Causal Effect of Functional Treatment
Ruoxu Tan, Wei Huang, Zheng Zhang, Guosheng Yin
TL;DR
The paper tackles causal inference with a functional treatment by introducing three estimators—functional stabilized weight (FSW), outcome regression (OR), and doubly robust (DR)—under an unconfoundedness framework. It adopts a functional linear model for the average dose-response functional (ADRF) $E\{Y^*(z)\}=a+\int b(t)z(t)\,dt$ and develops both nonparametric and semi-parametric estimation strategies, including a backfitting approach for the OR and a DR combination that remains consistent if either component is correct. The authors establish asymptotic properties under comprehensive regularity conditions, derive convergence rates for the nonparametric weight and the slope function, and discuss how tuning parameters are selected via cross-validation. Through extensive simulations and a real EEG application, the methods demonstrate robustness to model misspecification and practical value in biomedical settings, notably showing the ADRF slope and its implications for treatment effects across the functional domain. Overall, the work advances causal analysis with functional treatments by providing principled identification, robust estimation, and theoretical guarantees, supported by empirical demonstrations.
Abstract
We study the causal effect with a functional treatment variable, where practical applications often arise in neuroscience, biomedical sciences, etc.
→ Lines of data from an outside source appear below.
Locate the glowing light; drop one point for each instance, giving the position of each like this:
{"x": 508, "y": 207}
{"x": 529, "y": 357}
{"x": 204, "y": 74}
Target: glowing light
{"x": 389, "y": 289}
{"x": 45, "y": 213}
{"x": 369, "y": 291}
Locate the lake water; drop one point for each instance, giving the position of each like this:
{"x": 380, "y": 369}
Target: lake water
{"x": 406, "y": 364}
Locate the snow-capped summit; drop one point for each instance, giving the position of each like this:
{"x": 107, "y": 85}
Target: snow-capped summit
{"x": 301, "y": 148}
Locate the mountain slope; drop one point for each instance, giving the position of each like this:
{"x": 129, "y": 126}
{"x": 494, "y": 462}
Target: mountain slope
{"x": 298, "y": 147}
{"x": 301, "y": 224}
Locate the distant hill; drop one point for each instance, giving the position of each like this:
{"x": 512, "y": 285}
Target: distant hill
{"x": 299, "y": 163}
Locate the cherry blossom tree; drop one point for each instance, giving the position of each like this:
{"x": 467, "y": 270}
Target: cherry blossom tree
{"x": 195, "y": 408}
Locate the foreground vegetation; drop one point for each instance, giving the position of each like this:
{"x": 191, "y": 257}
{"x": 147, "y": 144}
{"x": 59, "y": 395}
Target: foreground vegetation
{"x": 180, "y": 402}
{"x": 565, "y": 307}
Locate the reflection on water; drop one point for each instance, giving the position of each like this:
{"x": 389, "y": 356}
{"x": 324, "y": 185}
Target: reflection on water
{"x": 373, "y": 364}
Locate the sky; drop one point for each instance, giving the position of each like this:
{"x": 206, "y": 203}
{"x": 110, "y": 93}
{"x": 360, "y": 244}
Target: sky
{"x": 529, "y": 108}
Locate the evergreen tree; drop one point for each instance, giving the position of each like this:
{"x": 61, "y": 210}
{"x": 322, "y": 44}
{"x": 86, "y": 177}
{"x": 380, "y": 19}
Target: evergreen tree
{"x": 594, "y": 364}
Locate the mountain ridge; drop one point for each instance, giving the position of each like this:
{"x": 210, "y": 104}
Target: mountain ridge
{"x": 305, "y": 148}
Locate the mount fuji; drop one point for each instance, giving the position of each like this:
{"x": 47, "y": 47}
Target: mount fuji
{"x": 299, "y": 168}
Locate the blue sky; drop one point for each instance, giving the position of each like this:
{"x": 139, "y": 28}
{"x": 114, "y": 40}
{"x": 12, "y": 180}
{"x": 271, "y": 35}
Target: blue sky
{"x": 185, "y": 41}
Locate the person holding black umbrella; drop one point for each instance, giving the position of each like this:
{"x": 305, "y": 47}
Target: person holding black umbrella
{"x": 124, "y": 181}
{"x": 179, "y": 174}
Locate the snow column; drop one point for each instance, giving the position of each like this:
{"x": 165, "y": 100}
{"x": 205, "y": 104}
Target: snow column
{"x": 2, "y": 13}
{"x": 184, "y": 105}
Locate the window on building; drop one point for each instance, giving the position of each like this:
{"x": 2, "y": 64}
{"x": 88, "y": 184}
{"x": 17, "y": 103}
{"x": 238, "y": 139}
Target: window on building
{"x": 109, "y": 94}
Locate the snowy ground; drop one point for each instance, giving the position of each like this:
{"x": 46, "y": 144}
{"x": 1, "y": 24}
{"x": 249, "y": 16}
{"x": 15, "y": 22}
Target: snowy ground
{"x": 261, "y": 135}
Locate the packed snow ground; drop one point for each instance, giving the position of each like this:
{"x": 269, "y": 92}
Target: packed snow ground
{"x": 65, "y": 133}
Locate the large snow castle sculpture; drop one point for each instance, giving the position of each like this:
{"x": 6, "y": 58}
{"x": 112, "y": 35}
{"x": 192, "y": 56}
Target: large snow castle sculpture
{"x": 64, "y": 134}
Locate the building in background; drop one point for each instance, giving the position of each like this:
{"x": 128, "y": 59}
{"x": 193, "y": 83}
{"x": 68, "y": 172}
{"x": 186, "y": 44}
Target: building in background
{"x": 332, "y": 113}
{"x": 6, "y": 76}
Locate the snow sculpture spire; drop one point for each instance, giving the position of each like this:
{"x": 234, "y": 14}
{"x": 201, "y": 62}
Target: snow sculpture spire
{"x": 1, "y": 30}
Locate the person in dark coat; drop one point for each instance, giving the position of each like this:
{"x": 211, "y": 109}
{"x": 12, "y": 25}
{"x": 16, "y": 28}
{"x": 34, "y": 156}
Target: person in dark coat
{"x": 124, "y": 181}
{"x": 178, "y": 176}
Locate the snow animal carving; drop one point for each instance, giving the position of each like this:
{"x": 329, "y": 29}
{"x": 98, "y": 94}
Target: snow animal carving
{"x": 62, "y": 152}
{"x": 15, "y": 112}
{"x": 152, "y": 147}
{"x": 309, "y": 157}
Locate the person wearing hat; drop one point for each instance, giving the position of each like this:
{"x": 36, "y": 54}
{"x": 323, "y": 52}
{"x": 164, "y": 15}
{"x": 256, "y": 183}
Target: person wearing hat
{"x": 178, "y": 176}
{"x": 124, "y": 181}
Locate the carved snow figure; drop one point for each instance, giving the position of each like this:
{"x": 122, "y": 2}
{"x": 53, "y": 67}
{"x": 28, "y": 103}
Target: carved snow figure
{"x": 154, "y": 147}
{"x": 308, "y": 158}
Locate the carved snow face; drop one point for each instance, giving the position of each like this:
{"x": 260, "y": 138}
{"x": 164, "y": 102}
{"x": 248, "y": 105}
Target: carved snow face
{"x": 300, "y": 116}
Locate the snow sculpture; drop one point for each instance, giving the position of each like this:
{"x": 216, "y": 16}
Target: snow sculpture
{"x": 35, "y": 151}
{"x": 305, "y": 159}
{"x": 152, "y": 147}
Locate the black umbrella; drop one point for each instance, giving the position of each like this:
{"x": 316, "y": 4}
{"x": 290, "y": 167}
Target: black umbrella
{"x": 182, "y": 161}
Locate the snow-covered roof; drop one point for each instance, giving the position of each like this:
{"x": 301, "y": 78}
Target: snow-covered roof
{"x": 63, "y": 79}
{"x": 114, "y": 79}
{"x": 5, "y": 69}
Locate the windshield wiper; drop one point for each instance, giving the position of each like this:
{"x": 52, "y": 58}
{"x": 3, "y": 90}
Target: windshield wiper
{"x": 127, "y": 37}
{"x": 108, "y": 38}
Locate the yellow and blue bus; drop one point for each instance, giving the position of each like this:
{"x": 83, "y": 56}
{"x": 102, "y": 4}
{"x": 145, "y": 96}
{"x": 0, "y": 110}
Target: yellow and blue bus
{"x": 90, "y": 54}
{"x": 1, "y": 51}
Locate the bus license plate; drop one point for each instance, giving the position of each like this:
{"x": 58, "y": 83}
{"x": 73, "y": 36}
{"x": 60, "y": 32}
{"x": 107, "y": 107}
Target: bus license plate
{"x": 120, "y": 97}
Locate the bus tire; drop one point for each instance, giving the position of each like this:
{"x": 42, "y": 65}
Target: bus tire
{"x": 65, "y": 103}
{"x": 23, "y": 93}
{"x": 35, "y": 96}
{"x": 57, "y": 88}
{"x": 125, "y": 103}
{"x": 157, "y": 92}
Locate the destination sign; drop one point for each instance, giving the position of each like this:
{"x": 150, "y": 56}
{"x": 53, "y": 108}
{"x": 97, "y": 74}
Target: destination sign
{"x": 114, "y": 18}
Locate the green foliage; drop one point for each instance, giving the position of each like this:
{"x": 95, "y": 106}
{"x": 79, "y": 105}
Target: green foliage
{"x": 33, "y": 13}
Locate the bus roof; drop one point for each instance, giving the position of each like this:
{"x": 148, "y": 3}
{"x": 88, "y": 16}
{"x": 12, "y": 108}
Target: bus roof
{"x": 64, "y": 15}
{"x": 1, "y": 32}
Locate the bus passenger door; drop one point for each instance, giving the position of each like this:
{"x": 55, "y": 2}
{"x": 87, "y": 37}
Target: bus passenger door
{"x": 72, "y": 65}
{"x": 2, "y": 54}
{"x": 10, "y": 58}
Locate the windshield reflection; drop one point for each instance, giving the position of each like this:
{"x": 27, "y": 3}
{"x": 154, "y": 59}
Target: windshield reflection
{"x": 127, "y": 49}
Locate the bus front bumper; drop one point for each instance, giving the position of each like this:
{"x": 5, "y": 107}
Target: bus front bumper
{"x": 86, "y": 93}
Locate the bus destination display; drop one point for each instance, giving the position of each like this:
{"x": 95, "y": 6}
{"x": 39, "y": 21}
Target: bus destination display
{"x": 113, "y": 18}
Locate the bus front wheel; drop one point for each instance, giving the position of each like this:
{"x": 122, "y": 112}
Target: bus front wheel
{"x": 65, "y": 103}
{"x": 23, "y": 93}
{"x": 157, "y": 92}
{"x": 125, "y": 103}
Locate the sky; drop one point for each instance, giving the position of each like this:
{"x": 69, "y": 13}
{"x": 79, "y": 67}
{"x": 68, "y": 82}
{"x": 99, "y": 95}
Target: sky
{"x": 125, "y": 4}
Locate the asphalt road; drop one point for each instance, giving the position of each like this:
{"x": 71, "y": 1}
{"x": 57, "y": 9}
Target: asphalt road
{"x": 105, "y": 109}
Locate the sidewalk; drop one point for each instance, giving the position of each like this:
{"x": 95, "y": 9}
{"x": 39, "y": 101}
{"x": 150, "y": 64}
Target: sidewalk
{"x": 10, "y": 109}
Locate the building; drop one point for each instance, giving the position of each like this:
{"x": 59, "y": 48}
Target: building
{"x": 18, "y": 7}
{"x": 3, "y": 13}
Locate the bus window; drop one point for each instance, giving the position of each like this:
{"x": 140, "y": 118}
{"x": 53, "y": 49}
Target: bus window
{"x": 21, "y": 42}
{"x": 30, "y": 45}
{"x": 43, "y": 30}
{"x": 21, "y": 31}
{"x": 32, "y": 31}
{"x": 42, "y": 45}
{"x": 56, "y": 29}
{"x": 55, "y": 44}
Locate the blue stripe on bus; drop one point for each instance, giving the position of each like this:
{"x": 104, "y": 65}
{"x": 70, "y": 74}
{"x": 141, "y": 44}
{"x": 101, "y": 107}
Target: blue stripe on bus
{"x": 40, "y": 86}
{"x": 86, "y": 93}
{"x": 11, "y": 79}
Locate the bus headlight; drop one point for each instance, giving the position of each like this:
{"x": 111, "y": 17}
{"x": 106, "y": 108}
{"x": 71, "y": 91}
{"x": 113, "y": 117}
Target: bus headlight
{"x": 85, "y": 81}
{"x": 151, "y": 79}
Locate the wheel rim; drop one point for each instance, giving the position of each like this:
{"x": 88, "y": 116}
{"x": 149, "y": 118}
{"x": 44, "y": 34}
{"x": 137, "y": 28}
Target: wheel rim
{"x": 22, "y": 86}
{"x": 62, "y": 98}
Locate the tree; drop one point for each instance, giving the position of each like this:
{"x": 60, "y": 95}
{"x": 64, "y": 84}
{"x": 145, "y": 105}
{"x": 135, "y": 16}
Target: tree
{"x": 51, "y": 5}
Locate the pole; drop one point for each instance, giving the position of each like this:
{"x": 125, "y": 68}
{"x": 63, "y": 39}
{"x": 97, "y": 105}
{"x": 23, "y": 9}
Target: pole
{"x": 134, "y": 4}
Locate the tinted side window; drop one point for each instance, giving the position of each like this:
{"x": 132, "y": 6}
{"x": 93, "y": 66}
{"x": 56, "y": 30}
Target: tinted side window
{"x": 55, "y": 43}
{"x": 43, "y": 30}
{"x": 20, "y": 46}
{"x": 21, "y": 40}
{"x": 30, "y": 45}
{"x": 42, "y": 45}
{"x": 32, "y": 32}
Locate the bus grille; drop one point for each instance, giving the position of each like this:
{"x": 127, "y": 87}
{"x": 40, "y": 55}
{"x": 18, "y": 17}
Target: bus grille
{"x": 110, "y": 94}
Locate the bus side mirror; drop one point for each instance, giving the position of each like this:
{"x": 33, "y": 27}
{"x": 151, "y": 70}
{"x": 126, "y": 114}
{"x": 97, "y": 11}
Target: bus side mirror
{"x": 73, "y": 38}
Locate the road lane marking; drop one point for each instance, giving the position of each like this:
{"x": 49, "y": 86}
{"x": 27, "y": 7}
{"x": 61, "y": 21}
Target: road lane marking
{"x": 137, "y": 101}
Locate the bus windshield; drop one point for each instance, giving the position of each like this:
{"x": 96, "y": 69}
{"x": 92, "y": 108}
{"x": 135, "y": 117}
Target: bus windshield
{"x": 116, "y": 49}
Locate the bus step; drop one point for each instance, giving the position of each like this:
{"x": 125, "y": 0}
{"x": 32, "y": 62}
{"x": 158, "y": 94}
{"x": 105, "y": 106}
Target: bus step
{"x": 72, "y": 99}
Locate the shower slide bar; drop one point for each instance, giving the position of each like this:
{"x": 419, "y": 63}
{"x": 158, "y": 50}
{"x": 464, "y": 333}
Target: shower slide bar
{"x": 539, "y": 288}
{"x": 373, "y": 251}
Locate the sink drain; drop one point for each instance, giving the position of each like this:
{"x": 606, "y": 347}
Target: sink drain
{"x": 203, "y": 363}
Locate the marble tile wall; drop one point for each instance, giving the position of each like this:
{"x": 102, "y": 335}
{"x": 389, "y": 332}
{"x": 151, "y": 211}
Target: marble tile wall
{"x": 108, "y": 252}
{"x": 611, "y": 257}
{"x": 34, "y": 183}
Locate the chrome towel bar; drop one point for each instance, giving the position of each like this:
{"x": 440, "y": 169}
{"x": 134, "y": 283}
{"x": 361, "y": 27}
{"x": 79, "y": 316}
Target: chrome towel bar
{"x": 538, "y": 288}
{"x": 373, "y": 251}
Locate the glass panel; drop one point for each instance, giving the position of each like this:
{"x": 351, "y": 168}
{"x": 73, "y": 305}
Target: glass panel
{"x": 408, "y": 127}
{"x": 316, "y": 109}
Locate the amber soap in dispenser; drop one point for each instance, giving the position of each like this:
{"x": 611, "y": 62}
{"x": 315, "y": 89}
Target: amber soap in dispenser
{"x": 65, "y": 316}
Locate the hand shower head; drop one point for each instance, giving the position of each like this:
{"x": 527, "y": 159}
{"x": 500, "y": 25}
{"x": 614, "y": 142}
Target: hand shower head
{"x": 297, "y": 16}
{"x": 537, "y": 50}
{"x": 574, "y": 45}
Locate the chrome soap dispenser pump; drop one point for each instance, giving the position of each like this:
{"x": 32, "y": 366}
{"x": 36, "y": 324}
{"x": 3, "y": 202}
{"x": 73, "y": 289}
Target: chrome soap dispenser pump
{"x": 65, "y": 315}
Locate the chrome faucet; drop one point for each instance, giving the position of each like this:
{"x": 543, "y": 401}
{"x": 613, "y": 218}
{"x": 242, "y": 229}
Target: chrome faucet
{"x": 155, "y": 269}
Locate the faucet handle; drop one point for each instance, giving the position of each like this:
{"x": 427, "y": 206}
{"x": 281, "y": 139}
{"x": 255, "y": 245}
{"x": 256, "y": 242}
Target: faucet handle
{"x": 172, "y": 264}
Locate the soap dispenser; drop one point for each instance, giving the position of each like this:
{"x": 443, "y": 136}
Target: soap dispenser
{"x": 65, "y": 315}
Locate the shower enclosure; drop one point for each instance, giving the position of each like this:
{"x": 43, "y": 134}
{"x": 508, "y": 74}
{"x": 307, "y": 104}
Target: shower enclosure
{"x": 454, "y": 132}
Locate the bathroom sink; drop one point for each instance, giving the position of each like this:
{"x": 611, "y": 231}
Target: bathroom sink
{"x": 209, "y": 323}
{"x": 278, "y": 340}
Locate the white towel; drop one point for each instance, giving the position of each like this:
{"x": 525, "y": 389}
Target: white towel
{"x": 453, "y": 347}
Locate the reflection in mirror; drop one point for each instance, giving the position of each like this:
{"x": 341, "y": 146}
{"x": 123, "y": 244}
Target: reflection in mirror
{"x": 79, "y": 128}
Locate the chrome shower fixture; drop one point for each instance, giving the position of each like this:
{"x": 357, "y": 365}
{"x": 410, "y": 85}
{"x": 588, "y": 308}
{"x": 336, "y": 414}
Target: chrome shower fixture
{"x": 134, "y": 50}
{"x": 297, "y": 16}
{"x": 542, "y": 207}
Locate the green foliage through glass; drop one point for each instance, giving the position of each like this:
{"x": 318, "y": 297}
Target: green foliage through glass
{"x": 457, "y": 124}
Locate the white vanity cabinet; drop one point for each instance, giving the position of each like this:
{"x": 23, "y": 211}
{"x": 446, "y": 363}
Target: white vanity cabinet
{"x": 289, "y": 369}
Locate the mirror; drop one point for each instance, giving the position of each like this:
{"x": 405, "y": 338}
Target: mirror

Previous research concerning the effect of a functional variable on an outcome is typically restricted to exploring correlation rather than causality. The generalized propensity score, which is often used to calibrate the selection bias, is not directly applicable to a functional treatment variable due to a lack of definition of probability density function for functional data. We propose three estimators for the average dose-response functional based on the functional linear model, namely, the functional stabilized weight estimator, the outcome regression estimator and the doubly robust estimator, each of which has its own merits. We study their theoretical properties, which are corroborated through extensive numerical experiments. A real data application on electroencephalography data and disease severity demonstrates the practical value of our methods.